Description of problem: We have noticed a huge performance regression on IA64 with the Fusion MPT driver between versions 3.02.73 (2.6.9-55.0.12) and 3.02.99.00 (2.6.9-67). I know it is related to the MPT Fusion driver because performance is good if I downgrade the MPT driver to 3.02.73 in the 2.6.9-67 kernel. Version-Release number of selected component (if applicable): I can reproduce the problem with both 2.6.9-67 and 2.6.9-67.0.1 kernels, but not with 2.6.9-55.0.12. How reproducible: I can reproduce the problem on our 3 IA64 nodes. Cannot reproduce the problem on i686 or x86_64. Steps to Reproduce: 1. boot 2.6.9-67 2. write some data to a block device relying on the MPT driver (SCSI in our case, not FC/SAS) boot logs: mptbase: Initiating ioc0 bringup ioc0: 53C1030: Capabilities={Initiator} scsi0 : ioc0: LSI53C1030, FwRev=01030100h, Ports=1, MaxQ=255, IRQ=55 Using cfq io scheduler ACPI: PCI Interrupt 0000:07:01.1[B] -> GSI 73 (level, low) -> IRQ 56 mptbase: Initiating ioc1 bringup ioc1: 53C1030: Capabilities={Initiator} scsi1 : ioc1: LSI53C1030, FwRev=01030100h, Ports=1, MaxQ=255, IRQ=56 Vendor: FUJITSU Model: MAN3735MC Rev: 0111 Type: Direct-Access ANSI SCSI revision: 03 SCSI device sda: 143550456 512-byte hdwr sectors (73498 MB) SCSI device sda: drive cache: write back, no read (daft) SCSI device sda: 143550456 512-byte hdwr sectors (73498 MB) SCSI device sda: drive cache: write back, no read (daft) Actual results: With 2.6.9-67: # time dd if=/dev/zero of=/dev/sda bs=1M count=100 100+0 records in 100+0 records out real 0m46.203s user 0m0.001s sys 0m0.512s Expected results: With 2.6.9-55.0.12: # time dd if=/dev/zero of=/dev/sda bs=1M count=100 100+0 records in 100+0 records out real 0m2.159s user 0m0.000s sys 0m0.160s Of course, mke2fs also suffers from this problem.
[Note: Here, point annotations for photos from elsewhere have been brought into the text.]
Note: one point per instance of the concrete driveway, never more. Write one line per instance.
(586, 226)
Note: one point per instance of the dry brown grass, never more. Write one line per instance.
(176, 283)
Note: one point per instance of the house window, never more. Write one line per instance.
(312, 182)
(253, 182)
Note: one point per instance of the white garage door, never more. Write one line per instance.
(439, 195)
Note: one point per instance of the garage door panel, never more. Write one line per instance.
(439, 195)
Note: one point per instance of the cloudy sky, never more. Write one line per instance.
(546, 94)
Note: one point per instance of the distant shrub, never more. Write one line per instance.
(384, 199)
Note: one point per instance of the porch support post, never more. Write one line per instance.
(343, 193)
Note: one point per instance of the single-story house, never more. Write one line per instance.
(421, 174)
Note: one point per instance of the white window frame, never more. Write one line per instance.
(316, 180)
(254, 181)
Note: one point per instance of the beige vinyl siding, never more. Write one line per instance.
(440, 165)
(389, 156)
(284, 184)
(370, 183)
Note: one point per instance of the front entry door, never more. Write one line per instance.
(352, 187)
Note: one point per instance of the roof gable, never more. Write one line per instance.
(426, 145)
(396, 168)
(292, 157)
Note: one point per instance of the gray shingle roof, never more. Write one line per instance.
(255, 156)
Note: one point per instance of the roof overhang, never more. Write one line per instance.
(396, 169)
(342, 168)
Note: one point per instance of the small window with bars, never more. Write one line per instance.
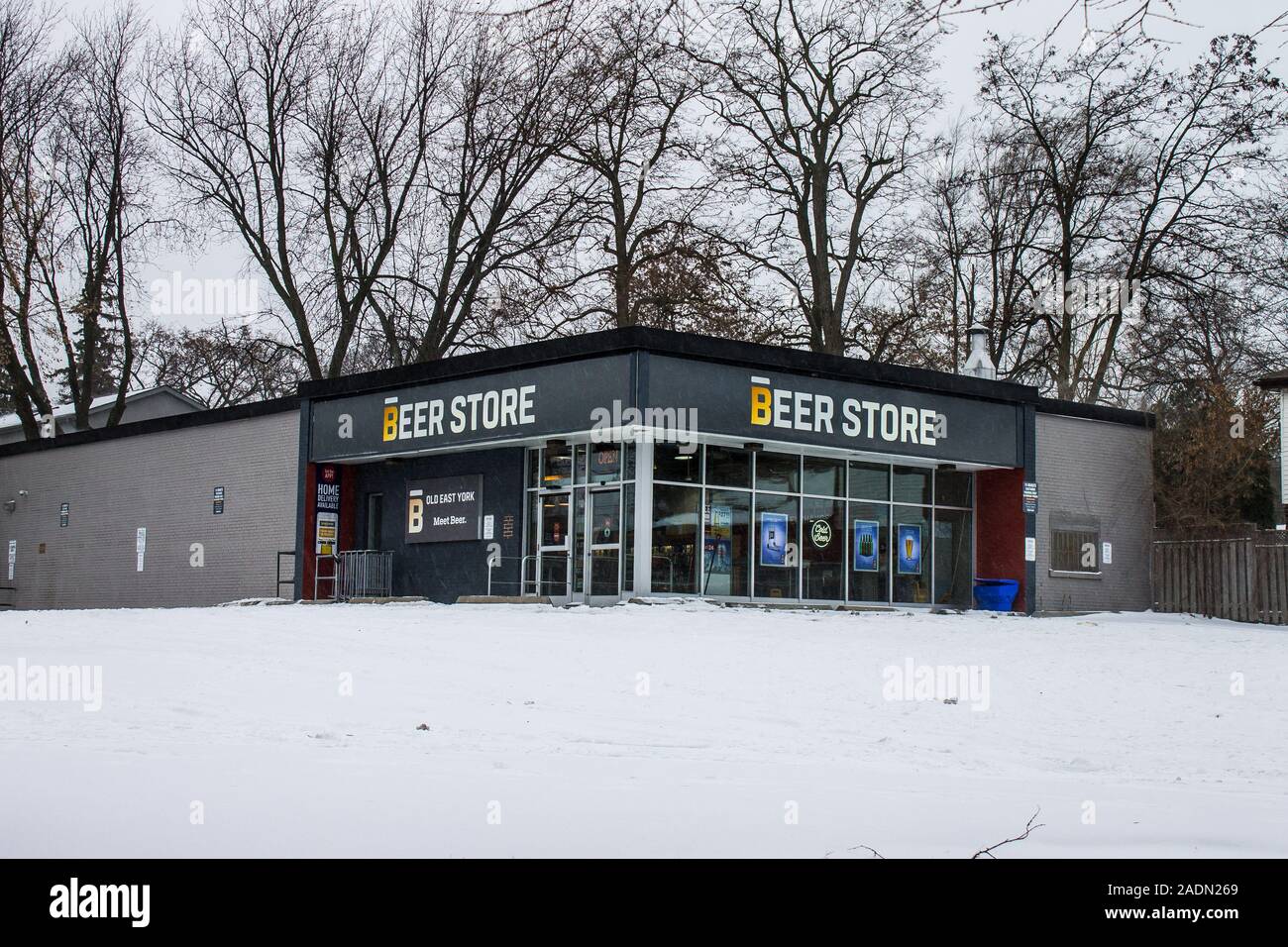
(1076, 548)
Amazingly, performance is good at the sg level: # sg_map /dev/sg0 /dev/sda # time sg_dd if=/dev/zero of=/dev/vg0 bs=1M count=100 100+0 records in 100+0 records out real 0m0.125s user 0m0.013s sys 0m0.103s # time sg_dd if=/dev/zero of=/dev/sda bs=1M count=100 100+0 records in 100+0 records out real 0m46.158s user 0m0.012s sys 0m0.271s
I asked Johann to mix & match kernels & drivers to be sure it's the driver: 3.02.73 3.02.99 2.6.9-55.0.12 perf OK perf KO 2.6.9-67 perf OK perf KO -Eric
I wonder if this is related to: "-fix regression in MPT/Fusion diskdump (Nobuhiro Tachino) [251153]" which was put in 2.6.9-57
(In reply to comment #2) > I wonder if this is related to: "-fix regression in MPT/Fusion diskdump > (Nobuhiro Tachino) [251153]" which was put in 2.6.9-57 attachment 160815 [details] is a diskdump fix. It is unlikely related to this problem. But, I will give it a try, just to make sure.
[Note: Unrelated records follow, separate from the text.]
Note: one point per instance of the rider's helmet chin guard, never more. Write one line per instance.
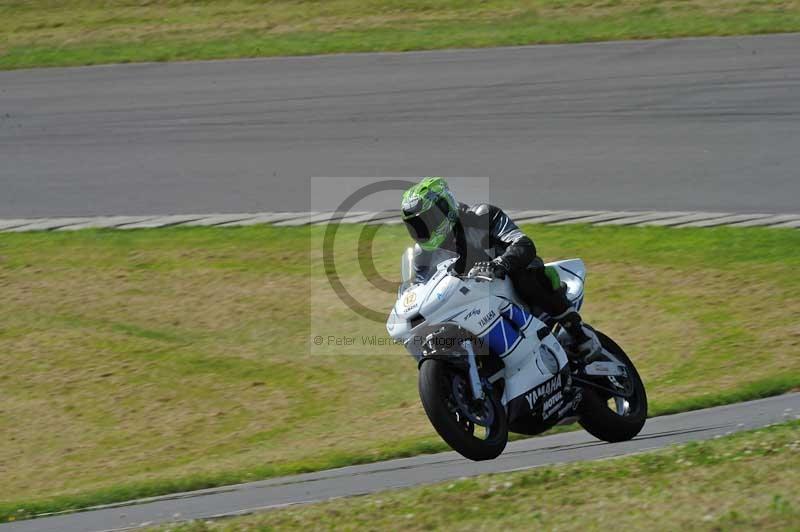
(430, 212)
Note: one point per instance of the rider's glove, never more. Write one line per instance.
(495, 269)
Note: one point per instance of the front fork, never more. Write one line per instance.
(474, 377)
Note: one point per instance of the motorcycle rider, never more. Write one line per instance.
(489, 244)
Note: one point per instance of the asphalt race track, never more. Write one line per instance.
(357, 480)
(674, 125)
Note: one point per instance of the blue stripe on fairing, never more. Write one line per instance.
(570, 271)
(502, 337)
(517, 316)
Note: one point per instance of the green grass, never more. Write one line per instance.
(746, 481)
(138, 363)
(83, 32)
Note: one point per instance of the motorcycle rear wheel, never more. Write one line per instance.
(628, 416)
(438, 385)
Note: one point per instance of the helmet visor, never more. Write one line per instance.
(423, 225)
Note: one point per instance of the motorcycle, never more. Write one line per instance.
(489, 365)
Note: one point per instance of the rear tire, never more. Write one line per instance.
(436, 379)
(601, 421)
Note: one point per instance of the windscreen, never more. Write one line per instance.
(420, 269)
I don't see the problem with the dd workload on my tiger4: 2.6.9-55: real 0m1.898s user 0m0.000s sys 0m0.507s 2.6.9-67: real 0m1.908s user 0m0.001s sys 0m0.444s my storage controller are: 06:02.0 SCSI storage controller: LSI Logic / Symbios Logic 53c1030 PCI-X Fusion-MPT Dual Ultra320 SCSI (rev 07) 06:02.1 SCSI storage controller: LSI Logic / Symbios Logic 53c1030 PCI-X Fusion-MPT Dual Ultra320 SCSI (rev 07)
I don't know how to make progress about this bug. Based on the comment#1,4, the driver itself doesn't have regression from two different testing.